L’expédition d’Alger paraît résolue ; les avis à ce sujet sont extrêmement partagés. Au moment où la guerre éclata, on pensa beaucoup trop précipitamment qu’il serait facile à la France d’obtenir la réparation de l’outrage qu’elle avait reçu, soit en interceptant les communications de cette ville avec la mer par un blocus rigoureux, soit en renouvelant l’attaque glorieuse de lord Exmouth. L’expérience a démontré que le premier moyen n’était rien moins que suffisant. Les pirates barbaresques ont échappé plus d’une fois à la surveillance de notre marine.

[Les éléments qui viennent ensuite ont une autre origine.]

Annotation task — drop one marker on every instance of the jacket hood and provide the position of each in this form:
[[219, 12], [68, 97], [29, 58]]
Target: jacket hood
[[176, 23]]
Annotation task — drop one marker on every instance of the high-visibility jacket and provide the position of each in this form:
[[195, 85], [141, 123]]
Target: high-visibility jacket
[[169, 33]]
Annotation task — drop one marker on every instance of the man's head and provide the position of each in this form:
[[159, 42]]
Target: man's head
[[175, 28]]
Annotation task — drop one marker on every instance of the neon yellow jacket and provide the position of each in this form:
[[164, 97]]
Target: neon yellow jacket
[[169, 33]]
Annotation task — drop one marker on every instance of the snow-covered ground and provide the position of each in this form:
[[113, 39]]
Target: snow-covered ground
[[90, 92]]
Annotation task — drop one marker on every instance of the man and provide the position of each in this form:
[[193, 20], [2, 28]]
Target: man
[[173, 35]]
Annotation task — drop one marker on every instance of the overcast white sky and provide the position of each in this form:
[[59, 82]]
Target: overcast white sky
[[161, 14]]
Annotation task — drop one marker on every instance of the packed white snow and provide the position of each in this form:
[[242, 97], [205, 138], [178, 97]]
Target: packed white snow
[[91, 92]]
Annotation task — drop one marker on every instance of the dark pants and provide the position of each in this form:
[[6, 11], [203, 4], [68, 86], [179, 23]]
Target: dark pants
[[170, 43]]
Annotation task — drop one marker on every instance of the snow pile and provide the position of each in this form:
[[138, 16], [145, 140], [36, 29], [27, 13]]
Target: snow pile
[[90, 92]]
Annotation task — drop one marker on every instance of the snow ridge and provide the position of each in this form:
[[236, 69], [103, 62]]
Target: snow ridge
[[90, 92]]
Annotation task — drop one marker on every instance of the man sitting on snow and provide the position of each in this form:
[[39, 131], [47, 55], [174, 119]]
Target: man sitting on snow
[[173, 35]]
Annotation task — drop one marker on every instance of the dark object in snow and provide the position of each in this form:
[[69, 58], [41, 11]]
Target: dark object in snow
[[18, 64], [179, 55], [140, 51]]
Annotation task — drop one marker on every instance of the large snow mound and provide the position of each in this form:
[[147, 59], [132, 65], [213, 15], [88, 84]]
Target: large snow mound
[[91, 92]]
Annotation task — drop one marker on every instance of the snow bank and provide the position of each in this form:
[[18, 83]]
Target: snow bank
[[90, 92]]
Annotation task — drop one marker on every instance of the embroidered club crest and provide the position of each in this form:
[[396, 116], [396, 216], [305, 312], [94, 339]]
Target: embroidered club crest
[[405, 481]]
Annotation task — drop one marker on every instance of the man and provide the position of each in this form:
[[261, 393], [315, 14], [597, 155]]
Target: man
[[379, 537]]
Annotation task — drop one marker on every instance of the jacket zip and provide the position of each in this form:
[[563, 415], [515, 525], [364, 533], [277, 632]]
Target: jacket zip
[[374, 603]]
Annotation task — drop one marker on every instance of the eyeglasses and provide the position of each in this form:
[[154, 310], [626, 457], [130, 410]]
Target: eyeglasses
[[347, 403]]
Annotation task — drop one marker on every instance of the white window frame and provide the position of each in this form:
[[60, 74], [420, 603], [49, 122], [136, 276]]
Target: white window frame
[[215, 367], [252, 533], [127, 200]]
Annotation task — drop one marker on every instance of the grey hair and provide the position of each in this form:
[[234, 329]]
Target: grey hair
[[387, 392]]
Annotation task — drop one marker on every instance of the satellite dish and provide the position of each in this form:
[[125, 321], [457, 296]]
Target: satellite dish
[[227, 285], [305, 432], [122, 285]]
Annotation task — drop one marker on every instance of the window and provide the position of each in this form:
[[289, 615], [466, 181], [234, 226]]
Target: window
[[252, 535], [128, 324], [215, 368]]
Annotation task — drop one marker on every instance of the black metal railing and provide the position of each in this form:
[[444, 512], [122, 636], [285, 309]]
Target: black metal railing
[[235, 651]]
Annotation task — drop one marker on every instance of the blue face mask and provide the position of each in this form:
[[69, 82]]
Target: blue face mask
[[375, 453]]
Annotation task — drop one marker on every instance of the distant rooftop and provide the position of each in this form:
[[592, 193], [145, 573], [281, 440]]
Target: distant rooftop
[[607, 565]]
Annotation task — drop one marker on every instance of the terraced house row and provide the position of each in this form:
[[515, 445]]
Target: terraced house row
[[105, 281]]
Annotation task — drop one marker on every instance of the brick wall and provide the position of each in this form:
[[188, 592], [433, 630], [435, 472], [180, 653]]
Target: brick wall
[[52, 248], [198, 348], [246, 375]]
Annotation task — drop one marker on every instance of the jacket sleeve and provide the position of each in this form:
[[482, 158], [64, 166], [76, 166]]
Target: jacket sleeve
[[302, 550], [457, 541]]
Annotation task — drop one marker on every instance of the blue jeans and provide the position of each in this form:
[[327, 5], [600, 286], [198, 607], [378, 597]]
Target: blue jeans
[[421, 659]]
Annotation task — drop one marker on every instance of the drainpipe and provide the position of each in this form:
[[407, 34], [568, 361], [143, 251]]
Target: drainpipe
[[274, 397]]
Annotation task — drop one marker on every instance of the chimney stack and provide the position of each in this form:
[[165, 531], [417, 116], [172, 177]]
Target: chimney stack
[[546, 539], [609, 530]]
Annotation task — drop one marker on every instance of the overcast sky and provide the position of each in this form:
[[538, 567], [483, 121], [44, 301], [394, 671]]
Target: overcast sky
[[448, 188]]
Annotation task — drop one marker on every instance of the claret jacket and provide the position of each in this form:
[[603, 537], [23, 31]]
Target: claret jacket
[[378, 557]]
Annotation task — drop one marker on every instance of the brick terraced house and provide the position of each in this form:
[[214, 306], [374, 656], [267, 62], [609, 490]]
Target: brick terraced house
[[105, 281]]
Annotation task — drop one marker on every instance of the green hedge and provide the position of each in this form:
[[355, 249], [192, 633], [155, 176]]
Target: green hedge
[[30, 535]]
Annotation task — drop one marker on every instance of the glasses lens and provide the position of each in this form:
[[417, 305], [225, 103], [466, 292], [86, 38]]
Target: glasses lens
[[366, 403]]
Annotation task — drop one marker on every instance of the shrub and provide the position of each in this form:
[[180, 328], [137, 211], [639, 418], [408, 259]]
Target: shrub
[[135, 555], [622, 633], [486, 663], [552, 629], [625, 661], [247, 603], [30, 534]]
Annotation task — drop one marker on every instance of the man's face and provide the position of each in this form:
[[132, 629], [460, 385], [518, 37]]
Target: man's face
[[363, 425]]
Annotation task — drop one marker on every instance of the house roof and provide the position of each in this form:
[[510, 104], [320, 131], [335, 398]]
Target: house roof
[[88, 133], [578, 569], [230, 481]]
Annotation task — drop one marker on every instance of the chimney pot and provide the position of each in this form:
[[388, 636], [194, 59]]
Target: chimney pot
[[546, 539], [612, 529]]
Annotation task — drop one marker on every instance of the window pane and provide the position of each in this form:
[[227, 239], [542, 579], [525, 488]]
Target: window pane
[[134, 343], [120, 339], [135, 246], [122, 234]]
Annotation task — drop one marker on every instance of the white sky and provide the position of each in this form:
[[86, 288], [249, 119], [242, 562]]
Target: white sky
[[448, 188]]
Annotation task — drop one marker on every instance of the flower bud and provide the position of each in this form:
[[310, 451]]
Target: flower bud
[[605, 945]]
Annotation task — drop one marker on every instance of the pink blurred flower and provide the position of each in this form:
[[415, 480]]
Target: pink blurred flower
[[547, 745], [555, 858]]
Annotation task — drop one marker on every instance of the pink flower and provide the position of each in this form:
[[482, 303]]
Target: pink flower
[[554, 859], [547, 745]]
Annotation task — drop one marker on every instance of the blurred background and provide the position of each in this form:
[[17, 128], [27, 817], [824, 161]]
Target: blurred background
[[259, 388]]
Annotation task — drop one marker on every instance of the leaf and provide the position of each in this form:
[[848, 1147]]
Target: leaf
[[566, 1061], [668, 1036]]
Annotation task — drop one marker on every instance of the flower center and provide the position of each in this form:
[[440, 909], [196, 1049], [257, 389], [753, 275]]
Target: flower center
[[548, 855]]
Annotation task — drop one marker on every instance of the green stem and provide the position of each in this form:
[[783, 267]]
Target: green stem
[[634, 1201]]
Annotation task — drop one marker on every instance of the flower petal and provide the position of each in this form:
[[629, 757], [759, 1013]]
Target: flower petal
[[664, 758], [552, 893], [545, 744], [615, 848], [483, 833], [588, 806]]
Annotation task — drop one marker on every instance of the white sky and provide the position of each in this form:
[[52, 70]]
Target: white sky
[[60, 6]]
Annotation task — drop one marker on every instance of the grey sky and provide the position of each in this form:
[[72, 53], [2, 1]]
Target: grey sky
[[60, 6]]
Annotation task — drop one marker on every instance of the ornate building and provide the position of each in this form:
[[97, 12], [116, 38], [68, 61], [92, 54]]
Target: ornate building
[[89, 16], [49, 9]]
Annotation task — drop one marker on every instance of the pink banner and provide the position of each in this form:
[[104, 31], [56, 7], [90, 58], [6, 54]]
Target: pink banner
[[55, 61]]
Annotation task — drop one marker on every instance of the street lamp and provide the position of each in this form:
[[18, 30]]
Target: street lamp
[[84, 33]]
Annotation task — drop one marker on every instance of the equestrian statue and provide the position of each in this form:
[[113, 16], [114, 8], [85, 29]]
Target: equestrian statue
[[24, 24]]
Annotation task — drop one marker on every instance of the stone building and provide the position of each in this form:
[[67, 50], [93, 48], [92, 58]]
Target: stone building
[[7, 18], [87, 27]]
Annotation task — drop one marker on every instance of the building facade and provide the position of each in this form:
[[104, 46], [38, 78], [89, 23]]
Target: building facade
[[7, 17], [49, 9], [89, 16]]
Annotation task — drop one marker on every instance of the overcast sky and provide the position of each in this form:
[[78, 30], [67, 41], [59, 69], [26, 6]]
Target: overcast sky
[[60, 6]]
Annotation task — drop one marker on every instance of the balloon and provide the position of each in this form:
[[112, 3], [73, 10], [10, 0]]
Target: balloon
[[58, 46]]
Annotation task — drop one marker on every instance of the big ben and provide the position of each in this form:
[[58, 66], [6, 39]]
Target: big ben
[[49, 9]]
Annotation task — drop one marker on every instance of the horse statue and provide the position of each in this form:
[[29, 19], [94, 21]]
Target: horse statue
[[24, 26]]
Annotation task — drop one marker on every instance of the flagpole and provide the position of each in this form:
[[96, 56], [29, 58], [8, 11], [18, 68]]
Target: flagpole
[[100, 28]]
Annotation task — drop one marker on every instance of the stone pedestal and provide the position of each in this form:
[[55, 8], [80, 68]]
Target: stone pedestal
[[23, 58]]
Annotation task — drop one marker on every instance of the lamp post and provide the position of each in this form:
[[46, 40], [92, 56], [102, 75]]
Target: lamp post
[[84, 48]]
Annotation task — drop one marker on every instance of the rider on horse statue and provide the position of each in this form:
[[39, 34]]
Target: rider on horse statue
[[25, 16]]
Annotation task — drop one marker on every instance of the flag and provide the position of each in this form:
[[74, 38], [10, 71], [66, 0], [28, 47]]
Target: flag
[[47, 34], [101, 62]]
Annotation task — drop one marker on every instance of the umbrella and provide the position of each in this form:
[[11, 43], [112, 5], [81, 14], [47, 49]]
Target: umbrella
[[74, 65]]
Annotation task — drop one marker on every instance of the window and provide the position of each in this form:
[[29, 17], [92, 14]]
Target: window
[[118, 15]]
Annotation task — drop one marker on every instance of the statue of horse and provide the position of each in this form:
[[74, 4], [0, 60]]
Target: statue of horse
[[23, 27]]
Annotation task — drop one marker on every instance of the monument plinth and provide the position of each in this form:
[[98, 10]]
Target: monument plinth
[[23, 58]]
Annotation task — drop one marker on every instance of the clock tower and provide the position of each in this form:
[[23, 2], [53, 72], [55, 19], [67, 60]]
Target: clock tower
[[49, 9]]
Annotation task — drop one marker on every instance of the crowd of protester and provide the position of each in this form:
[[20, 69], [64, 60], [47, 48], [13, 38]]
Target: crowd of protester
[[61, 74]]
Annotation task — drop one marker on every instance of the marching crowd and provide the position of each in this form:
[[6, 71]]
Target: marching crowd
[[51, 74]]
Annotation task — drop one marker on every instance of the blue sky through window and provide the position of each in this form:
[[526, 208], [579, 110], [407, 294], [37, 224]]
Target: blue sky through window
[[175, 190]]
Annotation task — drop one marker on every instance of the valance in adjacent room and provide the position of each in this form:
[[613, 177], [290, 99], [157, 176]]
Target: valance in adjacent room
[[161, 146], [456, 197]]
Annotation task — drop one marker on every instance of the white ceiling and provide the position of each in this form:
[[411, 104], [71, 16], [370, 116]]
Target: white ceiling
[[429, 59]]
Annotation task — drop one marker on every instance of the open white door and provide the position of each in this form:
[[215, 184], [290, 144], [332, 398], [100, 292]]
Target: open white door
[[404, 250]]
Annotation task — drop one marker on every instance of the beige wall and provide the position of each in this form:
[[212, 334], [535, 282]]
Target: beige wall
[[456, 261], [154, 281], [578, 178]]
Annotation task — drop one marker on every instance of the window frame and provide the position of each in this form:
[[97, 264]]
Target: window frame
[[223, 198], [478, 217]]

Quant au second, un examen plus approfondi des localités, a constaté que le siége d’Alger, du côté de la mer, devait être regardé comme à peu près impossible. Le bombardement si énergique de lord Exmouth n’eut réellement d’autre résultat que l’incendie de la flotte ennemie. Mais cette flotte, composée en grande partie de petits bâtimens construits à peu de frais, fut recréée bientôt après, et le dey put infester une seconde fois les flots, de ses hardis corsaires. Enfin, depuis l’expédition de lord Exmouth, le port a été mis sur le pied de la défense la plus formidable. Ses remparts sont couverts de canons, et les vents presque continuels qui règnent dans ces parages s’opposent à une attaque régulière de la part d’une flotte. Reste donc le côté de la terre ; c’est là le point le plus expugnable. On pense que 25 ou 30,000 hommes devraient être employés à cette opération ; mais il y a encore à décider les questions suivantes : 1o en quel endroit et comment le débarquement s’exécutera-t-il ? 2o comment pourvoira-t-on à la subsistance de l’armée, au milieu d’une race d’hommes qui déteste le nom chrétien ? 3o si la flotte se charge de l’approvisionnement, comment pourra-t-elle se maintenir sur une mer presque toujours orageuse ? 4o enfin, si nous prenons Alger, qu’en ferons-nous ? Que dira l’Angleterre ? etc. La réponse à ces différentes questions ne paraît pas impossible à l’auteur des considérations que nous reproduisons ici. Nous laissons à nos lecteurs le soin de juger eux–mêmes s’il les a complètement résolues.

M…

§ i.

DU TERRITOIRE DE LA VILLE D’ALGER.

L’état d’Alger qui occupe l’ancienne Numidie et la Mauritanie césarienne, si vantées autrefois par leur fertilité et leur nombreuse population, s’étend sur le littoral de la Méditerranée, du levant au couchant, sur une longueur de 180 lieues. Sa largeur moyenne du nord au sud peut être d’environ 50 lieues, non compris l’aride Gétulie au-delà de l’Atlas.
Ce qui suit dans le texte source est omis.